What Is an MLA Header and How Do You Format It?

An MLA header refers to two distinct formatting elements on the first page of a paper written in MLA style: the four-line identification block in the upper-left corner and the running page number in the upper-right corner. Both are required for papers following the MLA format, which is the standard style for most English, humanities, and liberal arts courses.

The Four-Line Identification Block

The top of your first page starts with four lines of information, each on its own line, aligned to the left margin and double-spaced like the rest of your paper. The four lines appear in this exact order:

  • Your full name
  • Your instructor’s name
  • The course name and number
  • The date

MLA uses a day-month-year format for the date. So instead of writing “June 15, 2025,” you would write “15 June 2025.” No comma separates the month and year.

This block only appears on the first page. It replaces a separate title page, which MLA does not require unless your instructor specifically asks for one.

The Paper Title

Directly after the four-line block, you center your paper’s title on the next double-spaced line. The title uses standard capitalization (capitalize major words) but should not be bolded, italicized, underlined, or put in a larger font size. It appears in the same font and size as the rest of your paper. After the title, you begin your first paragraph on the next double-spaced line, indented half an inch.

The Running Header With Page Numbers

Separate from the identification block, every page of your paper (including the first) gets a running header in the upper-right corner. This header contains your last name followed by a space and the page number. For example: Johnson 3.

This header sits one-half inch from the top of the page, flush with the right margin. In most word processors, you create this by opening the header area of your document and selecting right alignment. The page number should update automatically on each page if you insert it using your word processor’s page number function rather than typing the numbers manually.

Font, Spacing, and Margins

MLA does not mandate a single specific font, but it requires a readable typeface where regular and italic styles are easy to distinguish. Times New Roman in 12-point size is the most widely accepted choice and what most instructors expect. The entire paper, including the identification block and the running header, uses the same font and size.

Every line in the document is double-spaced. That includes the four-line identification block, the title, and the body text. Do not add extra space before or after the title or between the heading lines. Set your margins to one inch on all sides.

How to Set It Up in a Word Processor

In Google Docs or Microsoft Word, start by setting your margins to one inch (most templates default to this) and your line spacing to double. Then open the header area by double-clicking at the top of the page. Align it to the right, type your last name, add a space, and insert an automatic page number. Close the header.

Back in the main body of the document, make sure your text is left-aligned. Type your name on the first line, press Enter, type your instructor’s name, press Enter, type the course name, press Enter, and type the date in day-month-year format. On the next line, switch to center alignment and type your title. Then switch back to left alignment, press Enter, indent half an inch (using the Tab key), and begin writing your paper.

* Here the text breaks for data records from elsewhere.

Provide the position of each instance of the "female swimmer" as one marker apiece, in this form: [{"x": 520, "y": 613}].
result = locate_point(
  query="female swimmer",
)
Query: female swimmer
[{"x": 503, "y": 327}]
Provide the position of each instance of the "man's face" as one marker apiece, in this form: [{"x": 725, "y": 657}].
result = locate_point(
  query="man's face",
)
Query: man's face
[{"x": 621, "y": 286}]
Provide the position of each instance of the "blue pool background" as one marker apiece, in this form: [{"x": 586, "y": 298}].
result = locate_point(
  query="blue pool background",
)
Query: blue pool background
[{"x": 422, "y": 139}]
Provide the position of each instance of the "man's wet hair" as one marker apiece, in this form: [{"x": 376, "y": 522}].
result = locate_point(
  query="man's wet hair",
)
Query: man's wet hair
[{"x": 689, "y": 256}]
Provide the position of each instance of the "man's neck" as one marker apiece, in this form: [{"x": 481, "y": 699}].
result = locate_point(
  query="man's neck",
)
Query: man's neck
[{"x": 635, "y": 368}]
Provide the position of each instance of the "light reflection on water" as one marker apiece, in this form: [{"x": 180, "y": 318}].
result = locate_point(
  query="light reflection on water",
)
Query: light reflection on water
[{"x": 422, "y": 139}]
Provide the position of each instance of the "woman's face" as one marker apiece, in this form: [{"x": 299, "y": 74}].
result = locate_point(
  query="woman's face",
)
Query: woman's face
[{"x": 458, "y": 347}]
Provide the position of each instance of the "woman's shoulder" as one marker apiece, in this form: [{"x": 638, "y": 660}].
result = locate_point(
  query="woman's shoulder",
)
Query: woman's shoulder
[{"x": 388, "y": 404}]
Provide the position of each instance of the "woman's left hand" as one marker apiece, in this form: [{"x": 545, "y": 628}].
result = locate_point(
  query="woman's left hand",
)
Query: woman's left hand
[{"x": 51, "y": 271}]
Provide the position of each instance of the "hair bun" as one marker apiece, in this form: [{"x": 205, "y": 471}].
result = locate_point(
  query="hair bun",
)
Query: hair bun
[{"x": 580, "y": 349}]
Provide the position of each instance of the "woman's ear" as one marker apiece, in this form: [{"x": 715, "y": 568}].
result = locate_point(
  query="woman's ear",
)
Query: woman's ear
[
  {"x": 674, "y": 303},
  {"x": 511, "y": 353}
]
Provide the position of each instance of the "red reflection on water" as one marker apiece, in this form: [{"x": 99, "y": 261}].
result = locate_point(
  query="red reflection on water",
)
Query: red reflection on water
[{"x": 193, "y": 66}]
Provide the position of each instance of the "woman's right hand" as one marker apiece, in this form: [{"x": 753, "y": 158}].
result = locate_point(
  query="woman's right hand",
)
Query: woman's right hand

Headings and Subheadings Within the Paper

If your paper is long enough to need section headings beyond the title, MLA allows up to five levels of headings. There is no single mandatory style for these, but consistency matters. Each heading at the same level should look identical throughout the paper. A common approach is to use bold for first-level headings and italic for second-level headings, keeping them in the same font size as body text. Avoid using all capital letters for headings, as MLA considers this hard to read. Adding a blank line above and below a heading improves readability.

Most short papers (under five pages) do not need section headings at all. The identification block, title, and running header are the only formatting elements required.